Hot, dry weather is not good news for sowing seeds outdoors!
The main reason for poor seed germination or failure in hot weather, is lack of moisture at critical times in the seed's development. Together with this, there are some varieties of seeds that will 'lock-up' the germination process if the temperatures are too hot.
Whereas an established, or even young plant, can survive a period of drought, a seed in the process of germination, needs sufficient moisture to survive. It cannot obtain its own moisture from the surrounding environment, for it will have no root system with which to collect soil moisture, nor leaves with which to extract atmospheric moisture.
It is important to ensure that your germinating seed and also the resultant seedling receive adequate moisture for proper development.
As vegetable seeds sown outdoors are normally in the top few millimeters of soil - which dries out the quickest - they can often fail to germinate properly because of lack of moisture.

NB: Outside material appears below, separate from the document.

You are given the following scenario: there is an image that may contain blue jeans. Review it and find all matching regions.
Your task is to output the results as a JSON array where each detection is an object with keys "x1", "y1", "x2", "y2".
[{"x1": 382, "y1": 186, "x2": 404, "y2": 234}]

During sowing time, a little care can help to prevent the problems of poor germination and drying out of the emerging seedling. After making your seed drill - row - give the drill a good soaking with a watering can aimed at the drill area, Allow it to soak well in - repeat, then sow your seeds. Then cover the sown seed with fine dry soil, which will actually act as a mulch and conserve the water in the moist soil below. This normally allows for quick germination of the seeds.
After a day or so, you can start watering as normal, but do NOT allow the seedlings to dry out at ant time.